Título: Estudos eleitorais
Autor: Cruvinel, Tereza
Fonte: O Globo, 24/02/2007, O Globo, p. 2

Temos o costume de tomar as vitórias eleitorais como auto-explicativas, negligenciando a análise posterior dos fatos determinantes, sempre útil à compreensão do curso histórico. Do ex-ministro João Paulo dos Reis Velloso recebo o resumo dos debates ocorridos entre 25 e 29 de janeiro no Fórum Especial - uma edição, pela internet, de seu já tradicional Fórum Nacional, buscando responder à pergunta simples porém relevante: "Por que Lula ganhou?"

Tento resumir os textos-guia do debate, um de Marcos Coimbra (Vox Populi) e outro de Jairo Nicolau e Vitor Peixoto (Iuperj). A pergunta serve a qualquer pleito mas paira muito sobre a reeleição de Lula por conta de tantas singularidades. De candidato imbatível ele foi ao fundo do poço com a crise de 2005. Governo despedaçado, reuniu os cacos, ditou as políticas, emergiu no início de 2006 e tornou-se favorito. Não ganhou no primeiro turno mas colheu vitória expressiva no segundo. Ele mesmo, ainda no primeiro turno, no encontro com intelectuais paulistas, perguntava: "Como pudemos chegar até aqui?". A pergunta de Velloso, no fundo, é: "Por que Lula ganhou, apesar de tudo?".
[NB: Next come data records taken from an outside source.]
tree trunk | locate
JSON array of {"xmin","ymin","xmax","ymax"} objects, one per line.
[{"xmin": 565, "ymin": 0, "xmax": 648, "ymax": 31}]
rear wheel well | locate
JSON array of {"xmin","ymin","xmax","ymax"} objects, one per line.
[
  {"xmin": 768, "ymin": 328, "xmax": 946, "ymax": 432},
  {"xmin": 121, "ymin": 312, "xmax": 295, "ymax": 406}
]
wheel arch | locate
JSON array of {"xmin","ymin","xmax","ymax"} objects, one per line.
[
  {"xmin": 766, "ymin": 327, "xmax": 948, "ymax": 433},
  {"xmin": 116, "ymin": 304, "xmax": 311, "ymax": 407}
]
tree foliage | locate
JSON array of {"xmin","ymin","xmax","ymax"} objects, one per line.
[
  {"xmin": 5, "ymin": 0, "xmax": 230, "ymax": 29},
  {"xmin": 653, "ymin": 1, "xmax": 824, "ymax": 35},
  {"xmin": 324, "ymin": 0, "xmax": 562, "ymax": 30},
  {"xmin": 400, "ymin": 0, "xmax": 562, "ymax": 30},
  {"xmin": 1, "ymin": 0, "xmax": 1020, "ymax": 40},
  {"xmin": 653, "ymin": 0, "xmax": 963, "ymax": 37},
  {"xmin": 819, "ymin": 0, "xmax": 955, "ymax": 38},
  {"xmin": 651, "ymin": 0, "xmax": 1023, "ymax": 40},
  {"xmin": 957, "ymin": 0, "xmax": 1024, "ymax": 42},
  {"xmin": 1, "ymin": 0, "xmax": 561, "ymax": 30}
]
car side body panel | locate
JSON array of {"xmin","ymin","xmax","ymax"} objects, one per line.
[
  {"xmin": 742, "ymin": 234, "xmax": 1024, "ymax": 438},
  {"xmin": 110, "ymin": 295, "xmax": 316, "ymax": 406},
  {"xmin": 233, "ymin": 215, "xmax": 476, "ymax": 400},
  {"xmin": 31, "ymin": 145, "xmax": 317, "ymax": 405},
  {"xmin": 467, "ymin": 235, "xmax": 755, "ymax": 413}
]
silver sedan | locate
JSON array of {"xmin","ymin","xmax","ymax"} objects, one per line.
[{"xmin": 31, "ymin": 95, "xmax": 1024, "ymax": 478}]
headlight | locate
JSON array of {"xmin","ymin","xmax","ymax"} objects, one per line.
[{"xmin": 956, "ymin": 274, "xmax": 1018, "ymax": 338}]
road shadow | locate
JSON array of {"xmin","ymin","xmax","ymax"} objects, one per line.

Os dois textos expressam olhares distintos sobre o processo, convergentes em alguns pontos. Coimbra vale-se das muitas pesquisas realizadas pelo seu e por outros institutos para sustentar que foram quatro as razões da vitória de Lula. Uma, o tamanho do lulismo, uma base eleitoral que a seu ver nenhum outro presidente teve. Candidato nas cinco eleições diretas pós-ditadura, Lula teria contribuído para estruturar o eleitorado em três terços distintos: lulistas, anti-lulistas e independentes, cabendo a estes últimos o papel pendular. Estes, tendo optado por ele em 2002, dobraram a aposta em 2006. E o fizeram em nome do conforto econômico que sentiram, representado não apenas pelo Bolsa Família mas também pelo baixo preço dos alimentos e o aumento do poder aquisitivo. Pesaram, em terceiro lugar, os acertos da campanha de Lula - quanto ao tempo, ao direcionamento, ao marketing e ao comando exercido por ele mesmo - e os erros da oposição e de seu candidato, o vazio de propostas alternativas. Mais subjetivamente, teriam decidido os eleitores que, apesar dos erros, não estava ainda na hora de mandar Lula para casa. "A alternância com Lula teve um sentido mais complexo para seus eleitores, o de ser uma alternância de classes no centro do sistema", diz Coimbra.

O texto de Nicolau e Peixoto tem outro foco. Parte do detalhamento das votações de Lula em 2002 e 2006, descendo aos municípios e à estratificação dos mesmos por IDH e outros indicadores sociais. A comparação revela uma mudança importante no perfil do eleitorado de Lula, sobretudo nos municípios que têm entre 10 mil e 20 mil eleitores. Neles, Lula teve 54,3% dos votos válidos em 2002, e 64,2% em 2006. Já nos municípios com eleitorado entre 50 mil e 200 mil - eleitores politicamente mais exigentes - a votação dele minguou de 64,3% para 59,6% no segundo turno das duas eleições. Repete-se o declínio nos municípios com mais de 200 mil eleitores. Com gráficos e tabelas, eles demonstram que a votação de Lula cresceu nos municípios mais pobres, com grande concentração de beneficiários do Bolsa Família, programa que investiu 53,7% de seus recursos no Nordeste, colhendo a retribuição eleitoral. "Seu desempenho (de Lula) é melhor na medida em que pioram os indicadores sociais", diz o estudo. Estas conclusões servem aos adversários do governo que vêem no Bolsa Família um instrumento populista. Servem também a Lula, por confirmar a idéia de que, apesar dos problemas éticos, cumpriu a promessa de dar prioridade aos pobres. Importante, no estudo, é a demonstração cabal de que um programa social pode alterar significativamente a disposição do eleitorado, o que só reforça a tese de que, com reeleição, as chances do governante são sempre maiores.

Os dois textos, assim como os cientistas políticos que os comentaram - concordando basicamente com ambos, ou mais com um do que com outro, - deixaram porém de responder a um enigma da eleição passada: por que Geraldo Alckmin perdeu quase 2,5 milhões de votos entre o primeiro e o segundo turno? Tema para novos Estudos.